Huh? Wow, first of all, hello to the incredible game of hot potato between the ACM and the Ministry of Transport 🤣
Basically, it’s the Minister of Transport to the ACM: “But who authorized you to carry out this operation?”
ACM’s response to the Minister: “Well… it’s you, Mr. Minister” 🤣🤣🤣
Seriously, ve l’ty? Oh yes, that’s exactly it! Kay 😳
Okay, I’m going to reread the ACM’s response to the Minister of Transport again to make sure I’m not talking nonsense.

Well, no, no nonsense. “Following your instructions,” “by your care”: there is no possible doubt.
The ACM states verbatim that it was YOU, Mr. Minister, who ordered this incredible operation.
And to assert this with such vigor, one can therefore imagine that the ACM has written records of its statements?
… and that it is implied that they will reserve the first access to these documents for the courts? 🤣
In short, regardless of this endemic hot potato, this affair transcends the boundaries of the Gogo, because we are talking about a country that is today at war and under embargo.
So these five Boeing 777s fraudulently brought into Iran, do you seriously think they landed empty in Iran?

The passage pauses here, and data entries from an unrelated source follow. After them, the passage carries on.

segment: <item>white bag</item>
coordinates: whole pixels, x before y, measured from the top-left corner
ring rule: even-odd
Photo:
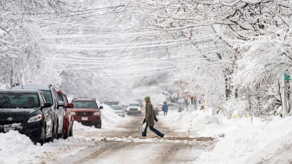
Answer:
[[[144,130],[145,130],[145,128],[146,128],[146,126],[147,125],[147,123],[145,122],[145,123],[143,123],[143,124],[142,125],[142,127],[140,128],[140,130],[142,131],[142,132],[144,132]]]

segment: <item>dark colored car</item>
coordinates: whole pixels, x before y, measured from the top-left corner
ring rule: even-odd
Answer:
[[[99,108],[95,100],[93,99],[74,99],[72,103],[74,104],[74,108],[71,110],[74,121],[81,123],[87,126],[94,125],[96,128],[101,128],[101,118]]]
[[[63,132],[64,133],[64,139],[67,139],[68,137],[73,136],[73,122],[74,119],[71,114],[71,109],[74,107],[74,105],[69,103],[67,95],[65,92],[61,89],[57,91],[59,99],[60,101],[64,101],[65,103],[65,108],[63,109],[65,112],[65,126]]]
[[[27,89],[40,90],[43,92],[48,102],[52,104],[52,109],[54,114],[54,129],[55,138],[63,138],[63,132],[65,123],[65,113],[63,109],[65,107],[63,101],[59,101],[59,97],[56,90],[51,85],[48,86],[39,86],[20,85],[18,83],[14,84],[10,88],[11,89]]]
[[[42,145],[53,142],[51,106],[39,90],[0,90],[0,132],[17,130]]]

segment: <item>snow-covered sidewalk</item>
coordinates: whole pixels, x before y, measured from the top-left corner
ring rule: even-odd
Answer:
[[[194,163],[290,163],[292,116],[270,121],[251,117],[227,119],[203,111],[170,111],[161,119],[189,137],[210,137],[217,141]]]

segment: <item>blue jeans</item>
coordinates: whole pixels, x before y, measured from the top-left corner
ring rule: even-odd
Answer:
[[[167,114],[167,111],[163,111],[163,114],[164,115],[164,116],[165,116]]]
[[[147,134],[147,128],[148,127],[148,125],[146,125],[145,130],[144,130],[144,132],[142,132],[142,137],[146,137],[146,135]],[[150,130],[155,133],[159,137],[161,137],[161,135],[162,135],[162,134],[160,132],[158,131],[157,129],[153,128],[153,126],[149,126],[149,128],[150,129]]]

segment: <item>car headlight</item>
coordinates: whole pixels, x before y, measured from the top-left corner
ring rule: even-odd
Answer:
[[[97,112],[95,112],[93,113],[93,115],[94,116],[100,116],[100,112],[98,111]]]
[[[43,116],[41,114],[38,114],[35,116],[32,117],[29,119],[27,123],[32,123],[39,121],[41,119]]]

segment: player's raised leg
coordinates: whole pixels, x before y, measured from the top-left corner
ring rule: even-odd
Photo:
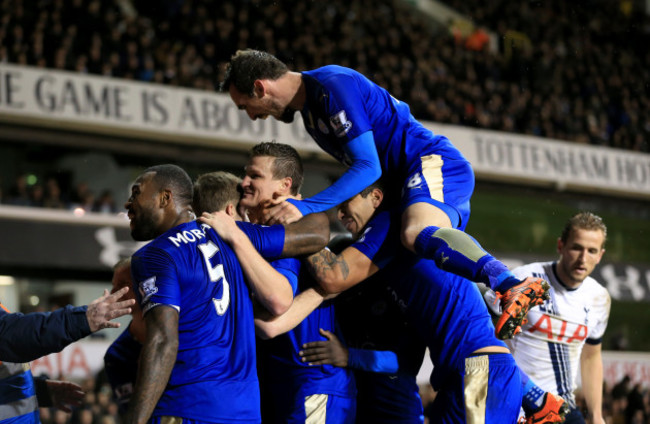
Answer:
[[[445,271],[485,283],[500,294],[499,338],[512,337],[530,307],[547,296],[541,279],[517,279],[463,230],[469,220],[474,174],[464,160],[422,157],[402,188],[402,244]]]

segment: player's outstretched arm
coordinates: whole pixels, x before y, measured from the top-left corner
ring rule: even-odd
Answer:
[[[284,314],[271,317],[264,311],[255,314],[255,333],[262,339],[272,339],[293,330],[314,309],[318,308],[325,299],[329,299],[319,287],[310,287],[299,293],[291,307]]]
[[[220,235],[224,234],[225,237],[229,237],[231,234],[230,231],[234,230],[225,224],[226,221],[222,219],[223,215],[225,215],[223,212],[203,213],[199,217],[199,221],[209,225]],[[276,246],[274,244],[275,241],[270,241],[273,244],[273,249],[270,250],[274,250],[277,247],[277,251],[281,250],[280,256],[283,258],[309,255],[318,252],[327,246],[329,242],[330,224],[327,215],[324,213],[308,215],[298,222],[286,225],[284,229],[284,241],[280,241],[282,246]],[[225,231],[228,231],[228,233]],[[253,245],[258,249],[260,248],[255,242]],[[269,246],[266,246],[266,248],[269,248]],[[260,252],[262,251],[260,250]],[[262,255],[266,256],[264,252],[262,252]],[[275,257],[277,257],[277,254]]]
[[[125,424],[146,423],[171,375],[178,353],[178,312],[156,306],[145,315],[147,339],[142,345],[136,385]]]
[[[602,344],[585,343],[580,355],[582,393],[592,423],[604,424],[603,420],[603,357]]]
[[[285,258],[309,255],[327,246],[330,241],[330,222],[325,213],[315,213],[285,226]]]
[[[93,300],[86,310],[88,326],[93,333],[103,328],[118,328],[119,322],[113,322],[115,318],[131,313],[131,305],[135,299],[128,299],[118,302],[129,291],[128,287],[123,287],[113,294],[104,290],[104,294]]]
[[[359,194],[381,177],[381,162],[372,131],[345,143],[352,165],[331,186],[304,199],[287,199],[270,208],[264,219],[270,224],[289,224],[311,213],[324,212]]]
[[[327,340],[309,342],[301,346],[298,352],[301,360],[308,365],[334,365],[345,368],[348,366],[348,348],[331,331],[318,329],[321,336]]]
[[[340,293],[379,271],[370,258],[354,247],[339,255],[323,249],[307,258],[307,268],[327,293]]]

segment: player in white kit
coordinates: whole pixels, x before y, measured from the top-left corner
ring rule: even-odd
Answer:
[[[530,309],[528,322],[510,341],[517,365],[542,390],[530,383],[524,407],[537,405],[543,414],[544,391],[561,396],[569,405],[566,423],[584,423],[574,390],[578,368],[582,392],[592,423],[602,418],[603,363],[601,341],[611,299],[589,275],[605,253],[607,227],[590,212],[573,216],[558,239],[560,258],[513,270],[515,276],[543,278],[551,285],[550,299]],[[528,414],[527,414],[528,415]],[[527,422],[542,422],[529,418]]]

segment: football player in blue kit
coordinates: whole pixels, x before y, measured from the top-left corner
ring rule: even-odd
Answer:
[[[292,72],[266,52],[240,50],[221,89],[255,120],[292,122],[300,112],[316,143],[349,166],[334,184],[302,200],[277,199],[269,223],[289,223],[339,205],[384,175],[399,194],[402,244],[446,271],[483,282],[500,294],[500,338],[520,330],[528,309],[543,301],[548,284],[517,279],[464,233],[474,190],[470,163],[442,135],[411,115],[409,106],[362,74],[336,65]],[[397,197],[396,197],[397,198]]]
[[[153,240],[131,262],[146,338],[124,421],[259,423],[250,291],[234,252],[194,220],[191,202],[187,173],[159,165],[136,179],[125,204],[133,239]],[[326,218],[316,221],[310,228]],[[305,253],[329,237],[316,232],[306,242],[303,228],[293,239],[282,226],[242,229],[268,258]]]
[[[376,274],[341,293],[335,305],[344,339],[323,330],[327,340],[305,343],[300,351],[310,365],[354,371],[359,424],[424,422],[417,374],[426,346],[389,289]]]
[[[121,259],[113,266],[111,283],[113,285],[112,292],[123,287],[133,287],[130,257]],[[129,292],[127,298],[135,299],[135,294]],[[145,326],[140,305],[136,302],[131,309],[131,322],[104,354],[104,371],[113,390],[113,398],[117,402],[118,413],[121,417],[126,413],[133,394],[135,377],[138,373],[138,358],[145,338]]]
[[[302,160],[293,147],[275,142],[259,143],[249,154],[240,207],[246,209],[249,218],[257,221],[261,204],[278,196],[298,195],[302,181]],[[226,233],[219,234],[228,240],[233,238]],[[241,256],[240,261],[243,262]],[[293,291],[301,296],[313,284],[307,273],[299,274]],[[266,321],[273,318],[256,315],[258,335],[269,339],[259,343],[258,355],[258,367],[262,370],[263,421],[269,424],[316,423],[321,421],[314,420],[323,417],[323,423],[354,422],[356,392],[351,371],[329,365],[309,367],[298,355],[304,342],[321,339],[319,328],[337,331],[332,302],[319,304],[295,328],[283,334],[266,332]]]
[[[312,255],[310,270],[331,293],[372,275],[388,282],[429,348],[430,381],[438,392],[435,422],[515,423],[522,399],[519,369],[496,338],[477,286],[396,248],[399,234],[391,229],[391,212],[380,209],[382,201],[382,190],[371,186],[344,202],[339,218],[357,241],[338,255],[328,250]]]

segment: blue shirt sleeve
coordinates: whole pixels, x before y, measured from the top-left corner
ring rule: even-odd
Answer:
[[[237,225],[264,259],[272,260],[282,255],[285,233],[283,225],[264,226],[241,221]]]
[[[0,361],[30,362],[86,337],[91,333],[86,310],[70,305],[30,314],[0,309]]]
[[[348,368],[395,374],[399,369],[397,354],[389,350],[348,349]]]
[[[303,216],[310,213],[324,212],[337,206],[381,177],[381,164],[372,131],[366,131],[344,146],[352,166],[334,184],[320,193],[303,200],[288,199],[298,208]]]
[[[298,290],[298,273],[300,272],[300,260],[296,258],[277,259],[271,262],[271,266],[284,275],[291,284],[293,295],[296,295]]]
[[[158,305],[170,306],[180,312],[181,287],[176,264],[167,252],[145,246],[131,258],[131,274],[137,285],[136,297],[142,315]]]
[[[368,222],[352,247],[366,255],[379,268],[384,268],[395,257],[398,246],[401,246],[397,228],[391,225],[390,212],[380,212]]]

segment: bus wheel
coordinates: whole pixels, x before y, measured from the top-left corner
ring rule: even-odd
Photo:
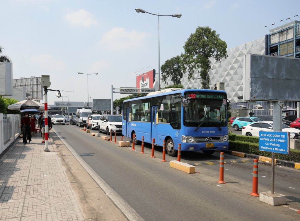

I’m at war, I have 5 Boeing 777s (we don’t even know in what configuration, maybe in cargo mode?) that I can sneak into Iran, via those idiots in Madagougou lured by money.
… Do you seriously think I won’t fill these aircraft to the brim with all kinds of weapons? Exactly, well, with a short stop in Cambodia… also currently at war, well, let’s see? 😳
By the way, Gemini, what is the maximum capacity of a Boeing 777 in cargo configuration?
The Boeing 777 in cargo configuration (Boeing 777F or 777 Freighter) has a maximum payload capacity of approximately 102 to 103 tons 😳
500 tons for 5 planes, that’s a lot of cruise missiles… and even ballistic missiles? Waaa Israel will appreciate it, you know. We don’t even talk about the Americans. Agoa, vanilla, customs duties, waaaa, it stinks, you know.
So yes, once again, this matter is extremely serious. It’s a hot potato, almost idk, the damage is already done, as they say.
And if there really was a transport of weapons of destruction, guys, I wouldn’t give much for your skin, yes, yes, sanaby.
So your fitiavam-bola poor io, I guarantee you’ll feel it this time. This isn’t about the rotten little locomotive worth €200,000 and being re-invoiced at €2,000,000; here we’re talking about arms trafficking, embargoes, countries at war. Missiles that will destroy and kill.
So really pray that there weren’t any weapons on those planes… and don’t kid yourself or bury your head in the sand: the best secret services in the world already have the information as we speak.
In short, we’re just emerging from the hot case of Ambohimalaza with datura, deadly nightshade, and all that, to enter a new one, a scorchingly hot one this time.
Planes and thieves can fly, right? I don’t want to know. I’ll ask my cousin for the full story.
This is truly complete nonsense… not content with sabotaging Air Madagascar with your chromatistic predation and incompetence, you’re pushing it even further? Always further?
And as usual, trying to cover up your misdeeds at the expense of others? Sao dia miditra underpants tery lotra poor you ry zalahy ô.